A.Daß bei den jüdischen Frommen diese Schaustellung, die im Sinne Jesu Heuchelei, Schauspielertum, ist, vorhanden war, zeigen die Worte Jesu, die sicher offenkundigen Tatsachen entsprechen. Es kann aber nicht geleugnet werden, da diese Schaustellung in weitgehendem Maße auch ein Merkmal der christlich-bürgerlichen (so müssen wir uns wohl ausdrücken) Liebestätigkeit ist. Die Ursache dieser Entartung einer edlen und großen Sache ist die, welche wir in der allgemeinen Erörterung aufgedeckt haben. Das Almosen wird weitgehend auch ein Werk des Gesetzes. Man tut es nicht aus dem Drang des Herzens, sondern „bloß“ um Gottes und das heißt in diesem Falle um der Religion willen. Darum muß man es auch zeigen. Es fließt nicht aus dem Gott, der im Verborgenen ist, als freie Notwendigkeit. Dazu kommt noch ein Anderes, Wichtigeres, was das Almosen zu einer schlimmen Hechelei macht: Man muß es zeigen um des bösen Gewissens willen.

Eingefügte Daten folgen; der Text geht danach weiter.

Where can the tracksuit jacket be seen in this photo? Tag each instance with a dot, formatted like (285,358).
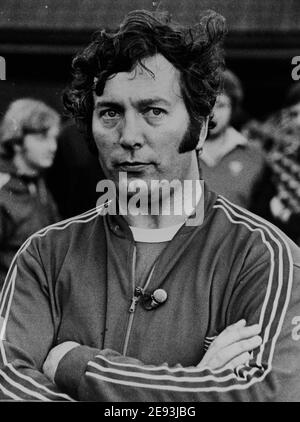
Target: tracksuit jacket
(74,281)
(25,207)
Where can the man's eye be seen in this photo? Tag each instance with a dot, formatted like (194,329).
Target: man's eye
(109,114)
(154,112)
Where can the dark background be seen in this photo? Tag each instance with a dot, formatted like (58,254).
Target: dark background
(38,39)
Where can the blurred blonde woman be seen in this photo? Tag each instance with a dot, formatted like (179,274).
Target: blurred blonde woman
(28,135)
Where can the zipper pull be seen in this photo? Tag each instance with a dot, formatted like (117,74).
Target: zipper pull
(138,291)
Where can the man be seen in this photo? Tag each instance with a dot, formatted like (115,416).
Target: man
(28,143)
(230,164)
(190,306)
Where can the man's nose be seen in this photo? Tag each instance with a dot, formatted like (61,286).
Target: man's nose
(131,133)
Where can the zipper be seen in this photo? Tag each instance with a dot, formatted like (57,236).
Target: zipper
(137,292)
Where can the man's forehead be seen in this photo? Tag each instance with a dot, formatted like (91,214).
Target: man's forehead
(155,77)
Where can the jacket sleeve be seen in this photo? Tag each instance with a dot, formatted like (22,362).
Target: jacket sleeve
(268,292)
(27,330)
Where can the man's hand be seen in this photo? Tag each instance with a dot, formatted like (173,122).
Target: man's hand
(232,347)
(54,357)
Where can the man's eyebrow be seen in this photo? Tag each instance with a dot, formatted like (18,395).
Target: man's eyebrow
(108,104)
(153,100)
(144,102)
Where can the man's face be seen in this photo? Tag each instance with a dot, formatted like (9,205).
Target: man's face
(38,149)
(139,122)
(222,114)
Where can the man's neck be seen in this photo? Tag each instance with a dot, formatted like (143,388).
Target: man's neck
(188,196)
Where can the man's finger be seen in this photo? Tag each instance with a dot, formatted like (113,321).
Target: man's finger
(235,334)
(224,356)
(239,360)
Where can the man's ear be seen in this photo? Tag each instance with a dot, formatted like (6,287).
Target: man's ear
(203,133)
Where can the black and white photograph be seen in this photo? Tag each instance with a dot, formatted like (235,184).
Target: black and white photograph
(150,203)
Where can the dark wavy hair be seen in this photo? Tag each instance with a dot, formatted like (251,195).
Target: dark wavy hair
(196,52)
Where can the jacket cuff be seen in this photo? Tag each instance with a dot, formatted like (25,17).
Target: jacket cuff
(72,367)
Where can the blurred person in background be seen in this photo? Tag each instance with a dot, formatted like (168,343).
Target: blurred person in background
(230,164)
(279,135)
(28,144)
(75,173)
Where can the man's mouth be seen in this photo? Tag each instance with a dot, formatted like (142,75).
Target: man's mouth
(133,166)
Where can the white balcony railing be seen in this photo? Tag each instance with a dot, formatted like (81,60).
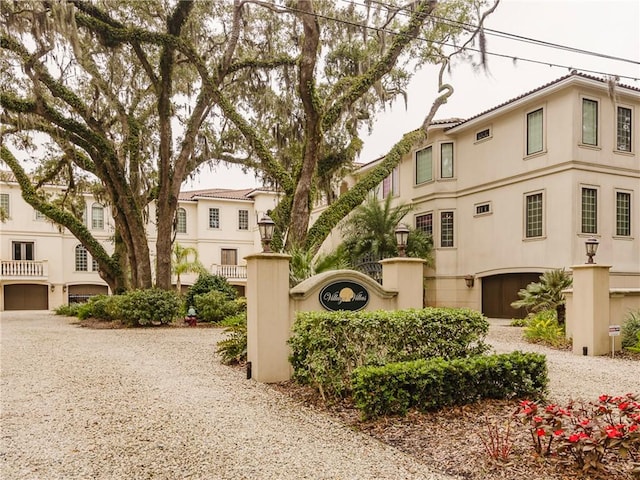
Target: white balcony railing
(24,269)
(231,271)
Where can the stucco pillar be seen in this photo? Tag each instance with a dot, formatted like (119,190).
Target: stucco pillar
(405,276)
(268,327)
(590,309)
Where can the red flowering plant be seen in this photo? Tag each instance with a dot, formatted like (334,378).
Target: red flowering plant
(586,434)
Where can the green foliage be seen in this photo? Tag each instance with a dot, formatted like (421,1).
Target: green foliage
(233,349)
(215,306)
(149,307)
(546,294)
(70,310)
(519,322)
(436,383)
(327,346)
(304,264)
(370,229)
(100,307)
(207,283)
(543,327)
(630,334)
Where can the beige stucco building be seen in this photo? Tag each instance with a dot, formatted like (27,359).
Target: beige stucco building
(516,190)
(43,266)
(507,194)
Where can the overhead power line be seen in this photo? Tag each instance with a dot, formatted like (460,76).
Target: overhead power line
(405,11)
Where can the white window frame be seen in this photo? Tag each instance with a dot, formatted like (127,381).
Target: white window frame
(81,258)
(526,219)
(5,202)
(596,135)
(214,218)
(629,193)
(527,133)
(424,214)
(453,160)
(477,206)
(630,128)
(97,221)
(581,229)
(243,223)
(441,218)
(415,167)
(489,135)
(181,220)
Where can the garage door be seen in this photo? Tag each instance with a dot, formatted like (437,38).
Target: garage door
(26,297)
(498,291)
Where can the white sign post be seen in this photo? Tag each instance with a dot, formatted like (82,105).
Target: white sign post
(614,331)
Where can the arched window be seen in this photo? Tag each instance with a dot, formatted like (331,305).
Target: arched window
(97,217)
(181,220)
(81,259)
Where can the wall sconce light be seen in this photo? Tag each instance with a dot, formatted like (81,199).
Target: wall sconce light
(591,246)
(266,227)
(402,234)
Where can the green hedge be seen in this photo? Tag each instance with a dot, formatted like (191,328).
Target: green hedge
(328,346)
(432,384)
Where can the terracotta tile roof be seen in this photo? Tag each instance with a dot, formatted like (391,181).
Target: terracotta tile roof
(542,87)
(225,193)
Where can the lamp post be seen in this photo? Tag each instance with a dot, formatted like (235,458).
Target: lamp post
(591,246)
(402,234)
(469,280)
(266,227)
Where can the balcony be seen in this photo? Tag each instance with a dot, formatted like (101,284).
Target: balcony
(24,269)
(231,272)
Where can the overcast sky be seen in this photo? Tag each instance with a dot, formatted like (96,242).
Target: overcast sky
(607,27)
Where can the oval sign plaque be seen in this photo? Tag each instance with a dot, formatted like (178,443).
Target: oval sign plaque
(344,295)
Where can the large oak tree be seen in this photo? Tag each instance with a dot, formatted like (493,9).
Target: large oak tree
(140,95)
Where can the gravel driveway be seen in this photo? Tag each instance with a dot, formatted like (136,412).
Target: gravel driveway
(156,404)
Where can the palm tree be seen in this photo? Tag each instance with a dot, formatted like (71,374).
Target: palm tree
(546,294)
(370,229)
(181,263)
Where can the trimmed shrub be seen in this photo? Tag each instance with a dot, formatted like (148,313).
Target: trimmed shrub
(70,310)
(328,346)
(395,388)
(207,283)
(233,349)
(149,307)
(215,306)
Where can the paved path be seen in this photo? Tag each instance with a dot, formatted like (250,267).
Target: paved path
(156,404)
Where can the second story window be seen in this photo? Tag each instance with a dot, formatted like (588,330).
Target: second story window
(534,132)
(22,250)
(623,129)
(181,220)
(97,217)
(4,205)
(390,184)
(82,264)
(589,122)
(623,214)
(589,202)
(446,160)
(243,219)
(446,229)
(214,218)
(424,165)
(424,223)
(533,224)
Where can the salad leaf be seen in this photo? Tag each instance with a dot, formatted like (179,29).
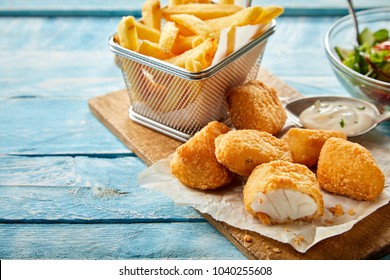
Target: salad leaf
(371,57)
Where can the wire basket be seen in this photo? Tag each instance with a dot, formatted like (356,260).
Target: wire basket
(178,103)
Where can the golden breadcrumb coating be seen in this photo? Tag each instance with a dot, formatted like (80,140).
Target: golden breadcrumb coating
(194,163)
(254,105)
(242,150)
(349,169)
(282,176)
(306,144)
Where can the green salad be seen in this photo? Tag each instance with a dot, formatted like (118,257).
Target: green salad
(371,57)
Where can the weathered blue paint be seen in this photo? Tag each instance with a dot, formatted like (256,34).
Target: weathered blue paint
(68,187)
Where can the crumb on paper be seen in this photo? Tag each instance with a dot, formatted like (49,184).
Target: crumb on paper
(329,222)
(337,210)
(277,250)
(248,238)
(298,239)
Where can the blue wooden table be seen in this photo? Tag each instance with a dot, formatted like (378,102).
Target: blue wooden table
(68,187)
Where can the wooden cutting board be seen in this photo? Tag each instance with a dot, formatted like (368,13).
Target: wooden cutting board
(368,239)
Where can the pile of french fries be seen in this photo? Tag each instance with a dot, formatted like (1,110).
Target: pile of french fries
(186,33)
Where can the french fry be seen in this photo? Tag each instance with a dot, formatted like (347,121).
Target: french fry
(127,33)
(146,32)
(151,13)
(168,37)
(197,1)
(197,41)
(196,62)
(202,11)
(183,43)
(183,31)
(247,16)
(209,47)
(231,38)
(230,2)
(152,49)
(172,3)
(194,24)
(269,13)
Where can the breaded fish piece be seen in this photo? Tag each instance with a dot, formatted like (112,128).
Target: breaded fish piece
(306,144)
(242,150)
(194,162)
(254,105)
(281,192)
(349,169)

F.Wieso um des bösen Gewissens willen?
A.Weil man sich heimlich bewußt ist, daß eigentlich etwas anderes nötig wäre: eine Welt der Gerechtigkeit, eine Gesellschaftsordnung, die dem Willen Gottes entspräche. Aber die will man nicht, und das soll durch die Maske der Religion in Form des Almosens verdeckt werden. Es ist zu bedenken, daß auch hierin der Zaun des Gesetzes seinen Doppelcharakter zeigt. Dadurch wird ein Lebensgebiet geheiligt: die Pflicht gegenüber den Armen, im weitesten Sinne dieses Wortes. Aber es wird dafür die Unendlichkeit und Unbedingtheit der Verantwortung für den Nächsten ausgeschlossen. Man gibt dem Armen ein Stückchen vom eigenen Gut und behält das Übrige als absolutes Eigentum. Es gehört aber eigentlich alles Gott. Das ist die Meinung der Bibel. Und das sollte in der ganzen Gesellschaftsordnung zum Ausdruck kommen. Nur das wäre die wirkliche Hilfe. Das spüren die religiösen Kreise. Daher ein Teil des Eifers ihrer Liebestätigkeit – nur ein Teil! – daher das „Almosen“. „Man tut doch alles, was recht ist – es geschieht doch so viel!“ So kommt es zu der großen Schaustellung, zu der großen objektiven Heuchelei bei so viel subjektivem gutem Willen. So muß die linke Hand wissen, was die rechte tut. Das alles wird anders, wenn die Orientierung an Gott, dem Herrn und Vater, stattfindet. Dann wird der Zaun niedergerissen; dann dringt die Unbedingtheit und Unendlichkeit der Forderung Gottes in bezug auf den Bruder an das Gewissen heran. Dann wird aus bloßer Liebestätigkeit soziale Gerechtigkeit und soziale Umgestaltung. Und dann vergeht alle Selbstgerechtigkeit und bleibt übrig die unendliche Schuld. Das ist hierin die Revolution Christi.